There is something very strange and unaccountable about a tow-line. You roll it up with as much patience and care as you would take to fold up a new pair of trousers, and five minutes afterwards, when you pick it up, it is one ghastly, soul-revolting tangle.

I do not wish to be insulting, but I firmly believe that if you took an average tow-line, and stretched it out straight across the middle of a field, and them turned your back on it for thirty seconds, that, when you looked round again, you would find that it had got itself altogether in a heap in the middle of the field, and had twisted itself up, and tied itself into knots, and lost its two ends, and become all loops; and it would take a good half-hour, sitting down there on the grass and swearing all the while, to disentagle it again.

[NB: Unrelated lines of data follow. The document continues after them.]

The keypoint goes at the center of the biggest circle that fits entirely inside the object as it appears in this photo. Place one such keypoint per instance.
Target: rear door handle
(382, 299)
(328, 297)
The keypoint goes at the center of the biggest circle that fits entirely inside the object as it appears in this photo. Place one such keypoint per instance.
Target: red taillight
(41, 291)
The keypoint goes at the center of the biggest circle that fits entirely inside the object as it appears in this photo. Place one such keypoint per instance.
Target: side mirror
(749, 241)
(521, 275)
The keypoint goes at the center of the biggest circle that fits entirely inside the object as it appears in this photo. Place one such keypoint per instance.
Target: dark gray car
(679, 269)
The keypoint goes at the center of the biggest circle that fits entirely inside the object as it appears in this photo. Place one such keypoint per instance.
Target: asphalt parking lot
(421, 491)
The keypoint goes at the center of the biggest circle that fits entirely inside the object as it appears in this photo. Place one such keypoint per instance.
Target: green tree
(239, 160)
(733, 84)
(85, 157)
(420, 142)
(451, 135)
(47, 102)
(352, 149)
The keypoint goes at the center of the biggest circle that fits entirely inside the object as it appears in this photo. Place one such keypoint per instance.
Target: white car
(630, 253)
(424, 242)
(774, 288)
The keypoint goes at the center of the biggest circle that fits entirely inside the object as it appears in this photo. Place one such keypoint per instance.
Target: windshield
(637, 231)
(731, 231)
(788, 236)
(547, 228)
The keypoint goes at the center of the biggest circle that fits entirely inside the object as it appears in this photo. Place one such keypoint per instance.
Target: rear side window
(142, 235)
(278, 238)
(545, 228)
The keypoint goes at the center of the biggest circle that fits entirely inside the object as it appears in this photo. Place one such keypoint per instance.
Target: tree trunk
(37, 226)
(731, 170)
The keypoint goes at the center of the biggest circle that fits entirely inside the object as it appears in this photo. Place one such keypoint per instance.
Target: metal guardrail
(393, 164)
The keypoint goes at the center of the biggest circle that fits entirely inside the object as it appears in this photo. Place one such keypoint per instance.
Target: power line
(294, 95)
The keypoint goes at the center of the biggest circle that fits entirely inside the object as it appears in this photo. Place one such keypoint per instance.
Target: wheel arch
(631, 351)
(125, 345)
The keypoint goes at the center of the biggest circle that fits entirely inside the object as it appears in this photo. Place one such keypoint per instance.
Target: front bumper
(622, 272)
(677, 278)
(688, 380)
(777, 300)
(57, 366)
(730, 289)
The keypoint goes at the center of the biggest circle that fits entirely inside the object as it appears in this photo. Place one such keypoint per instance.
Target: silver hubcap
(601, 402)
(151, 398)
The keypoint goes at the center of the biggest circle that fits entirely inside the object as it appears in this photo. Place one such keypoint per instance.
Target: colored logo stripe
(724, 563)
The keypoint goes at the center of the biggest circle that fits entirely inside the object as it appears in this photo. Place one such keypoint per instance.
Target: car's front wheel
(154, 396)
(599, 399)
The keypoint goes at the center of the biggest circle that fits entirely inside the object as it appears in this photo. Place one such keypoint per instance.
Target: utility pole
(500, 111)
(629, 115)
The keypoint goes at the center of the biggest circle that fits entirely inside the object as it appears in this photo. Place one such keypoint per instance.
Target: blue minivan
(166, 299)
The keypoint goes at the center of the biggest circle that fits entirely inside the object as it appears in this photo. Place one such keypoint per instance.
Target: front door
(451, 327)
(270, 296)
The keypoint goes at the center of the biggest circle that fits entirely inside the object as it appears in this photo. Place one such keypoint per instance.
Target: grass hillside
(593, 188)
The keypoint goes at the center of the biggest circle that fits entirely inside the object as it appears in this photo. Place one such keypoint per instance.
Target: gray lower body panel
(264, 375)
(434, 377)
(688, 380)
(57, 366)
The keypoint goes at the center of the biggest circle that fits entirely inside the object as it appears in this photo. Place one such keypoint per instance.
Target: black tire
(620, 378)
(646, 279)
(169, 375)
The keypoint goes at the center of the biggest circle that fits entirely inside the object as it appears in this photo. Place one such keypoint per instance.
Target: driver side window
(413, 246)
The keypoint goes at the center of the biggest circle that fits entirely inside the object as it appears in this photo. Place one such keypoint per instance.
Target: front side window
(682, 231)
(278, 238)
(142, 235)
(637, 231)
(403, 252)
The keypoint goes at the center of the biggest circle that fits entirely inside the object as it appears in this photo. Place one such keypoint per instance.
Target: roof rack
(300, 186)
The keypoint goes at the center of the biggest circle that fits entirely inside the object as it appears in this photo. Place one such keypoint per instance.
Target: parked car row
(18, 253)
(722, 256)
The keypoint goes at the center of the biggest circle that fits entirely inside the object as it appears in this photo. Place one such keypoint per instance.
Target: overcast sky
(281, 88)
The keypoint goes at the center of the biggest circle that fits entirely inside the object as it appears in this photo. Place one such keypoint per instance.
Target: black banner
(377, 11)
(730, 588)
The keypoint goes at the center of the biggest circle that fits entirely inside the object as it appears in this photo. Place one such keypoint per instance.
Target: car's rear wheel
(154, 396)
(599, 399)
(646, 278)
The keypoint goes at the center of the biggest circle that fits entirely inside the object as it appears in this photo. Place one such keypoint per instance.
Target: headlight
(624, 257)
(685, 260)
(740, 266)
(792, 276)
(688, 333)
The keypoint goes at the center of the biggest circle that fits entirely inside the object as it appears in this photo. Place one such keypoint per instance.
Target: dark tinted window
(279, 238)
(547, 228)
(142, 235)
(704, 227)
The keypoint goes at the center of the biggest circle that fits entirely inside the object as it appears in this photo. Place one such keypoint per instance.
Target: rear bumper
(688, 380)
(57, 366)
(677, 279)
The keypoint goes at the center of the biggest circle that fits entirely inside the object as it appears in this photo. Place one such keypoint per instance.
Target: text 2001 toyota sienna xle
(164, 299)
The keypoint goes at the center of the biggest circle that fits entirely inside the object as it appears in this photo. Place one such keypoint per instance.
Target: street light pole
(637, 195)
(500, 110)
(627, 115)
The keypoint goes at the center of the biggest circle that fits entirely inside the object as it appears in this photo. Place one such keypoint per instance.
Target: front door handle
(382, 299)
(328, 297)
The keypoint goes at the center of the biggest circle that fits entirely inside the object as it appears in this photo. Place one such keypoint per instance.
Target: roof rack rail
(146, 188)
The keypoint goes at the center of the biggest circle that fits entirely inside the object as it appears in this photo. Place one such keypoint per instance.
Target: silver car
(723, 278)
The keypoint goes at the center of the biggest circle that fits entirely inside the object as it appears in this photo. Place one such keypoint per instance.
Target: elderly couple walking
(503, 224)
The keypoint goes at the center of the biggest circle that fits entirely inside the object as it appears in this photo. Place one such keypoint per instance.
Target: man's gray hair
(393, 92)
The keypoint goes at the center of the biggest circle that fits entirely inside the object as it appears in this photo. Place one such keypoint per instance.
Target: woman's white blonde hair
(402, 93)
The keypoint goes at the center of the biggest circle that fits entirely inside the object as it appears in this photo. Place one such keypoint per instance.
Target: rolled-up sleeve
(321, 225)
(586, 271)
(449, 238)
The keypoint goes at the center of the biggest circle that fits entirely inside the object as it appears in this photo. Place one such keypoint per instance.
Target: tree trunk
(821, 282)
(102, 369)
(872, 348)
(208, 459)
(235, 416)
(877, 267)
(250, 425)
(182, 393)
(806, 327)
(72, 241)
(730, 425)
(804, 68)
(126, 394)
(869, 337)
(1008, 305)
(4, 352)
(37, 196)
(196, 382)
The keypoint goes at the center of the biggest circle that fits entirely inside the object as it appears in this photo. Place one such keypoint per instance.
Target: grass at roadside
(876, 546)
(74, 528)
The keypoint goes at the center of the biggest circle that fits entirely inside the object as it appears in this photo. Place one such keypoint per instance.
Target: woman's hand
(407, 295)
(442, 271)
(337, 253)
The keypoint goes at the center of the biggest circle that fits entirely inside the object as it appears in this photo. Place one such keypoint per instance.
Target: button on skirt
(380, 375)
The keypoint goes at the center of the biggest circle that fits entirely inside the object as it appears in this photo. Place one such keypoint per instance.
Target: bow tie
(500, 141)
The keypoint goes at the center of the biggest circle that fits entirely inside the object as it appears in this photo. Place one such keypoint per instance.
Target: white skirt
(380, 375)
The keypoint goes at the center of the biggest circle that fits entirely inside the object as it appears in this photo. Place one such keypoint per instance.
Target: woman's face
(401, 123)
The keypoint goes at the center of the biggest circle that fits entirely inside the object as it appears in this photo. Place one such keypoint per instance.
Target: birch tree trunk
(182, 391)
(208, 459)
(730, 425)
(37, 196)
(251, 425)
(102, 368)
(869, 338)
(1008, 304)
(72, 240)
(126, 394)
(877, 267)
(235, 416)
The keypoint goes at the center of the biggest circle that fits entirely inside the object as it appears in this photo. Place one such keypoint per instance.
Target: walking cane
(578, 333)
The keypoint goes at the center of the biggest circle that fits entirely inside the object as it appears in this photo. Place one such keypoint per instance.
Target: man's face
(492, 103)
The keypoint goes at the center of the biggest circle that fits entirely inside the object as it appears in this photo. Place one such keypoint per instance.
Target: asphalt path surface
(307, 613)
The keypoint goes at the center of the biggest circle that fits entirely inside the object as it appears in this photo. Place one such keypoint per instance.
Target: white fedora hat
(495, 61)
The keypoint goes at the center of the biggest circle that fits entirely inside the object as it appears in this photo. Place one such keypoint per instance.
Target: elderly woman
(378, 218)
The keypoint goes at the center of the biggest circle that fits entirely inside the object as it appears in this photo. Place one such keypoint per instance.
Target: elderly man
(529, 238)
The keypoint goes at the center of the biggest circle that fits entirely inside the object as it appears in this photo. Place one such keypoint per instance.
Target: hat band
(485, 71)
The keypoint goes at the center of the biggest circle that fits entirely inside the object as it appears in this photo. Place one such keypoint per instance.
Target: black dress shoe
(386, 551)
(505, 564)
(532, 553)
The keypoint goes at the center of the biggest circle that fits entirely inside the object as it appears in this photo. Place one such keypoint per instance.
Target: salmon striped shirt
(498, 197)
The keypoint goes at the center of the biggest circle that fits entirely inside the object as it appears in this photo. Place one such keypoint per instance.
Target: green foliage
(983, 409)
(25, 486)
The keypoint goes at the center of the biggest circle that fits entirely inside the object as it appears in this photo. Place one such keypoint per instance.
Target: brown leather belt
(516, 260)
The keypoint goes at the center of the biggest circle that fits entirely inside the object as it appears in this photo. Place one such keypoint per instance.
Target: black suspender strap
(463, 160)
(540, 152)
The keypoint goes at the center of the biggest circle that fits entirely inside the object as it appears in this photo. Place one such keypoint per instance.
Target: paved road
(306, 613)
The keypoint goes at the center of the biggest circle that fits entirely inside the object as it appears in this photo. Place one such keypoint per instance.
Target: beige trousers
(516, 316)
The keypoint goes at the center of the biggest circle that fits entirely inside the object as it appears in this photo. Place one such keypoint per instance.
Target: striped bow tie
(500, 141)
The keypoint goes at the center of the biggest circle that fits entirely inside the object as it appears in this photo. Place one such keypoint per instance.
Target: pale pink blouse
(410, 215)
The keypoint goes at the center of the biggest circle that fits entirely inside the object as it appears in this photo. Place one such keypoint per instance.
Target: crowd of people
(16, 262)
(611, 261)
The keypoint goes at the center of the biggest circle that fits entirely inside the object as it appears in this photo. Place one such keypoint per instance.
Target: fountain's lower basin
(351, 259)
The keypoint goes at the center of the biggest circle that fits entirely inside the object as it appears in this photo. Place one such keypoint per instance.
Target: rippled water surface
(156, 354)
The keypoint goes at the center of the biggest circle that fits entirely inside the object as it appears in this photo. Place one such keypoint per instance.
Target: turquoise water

That is my opinion of tow-lines in general. Of course, there may be honourable exceptions; I do not say that there are not. There may be tow-lines that are a credit to their profession- conscientious, respectable tow-lines – tow-lines that do not imagine they are crotchet-work, and try to knit themselves up into antimacassars the instant they are left to themselves. I say there may be such tow-lines; I sincerely hope there are. But I have not met with them.

That is so true. During the first training week it felt that every ten minutes we were tidying up the cockpit: coiling lines, springs, making elephant ears around winches and creating some order into rope-chaos that ensued any headsail change, mainsail reef or a tack. It was very strange – as you were just sitting there peacefully doing nothing in particular, suddenly all sheets and halyards were in a happy tangle as described by Jerome K. Jerome. The ropes, they MUST be alive somehow.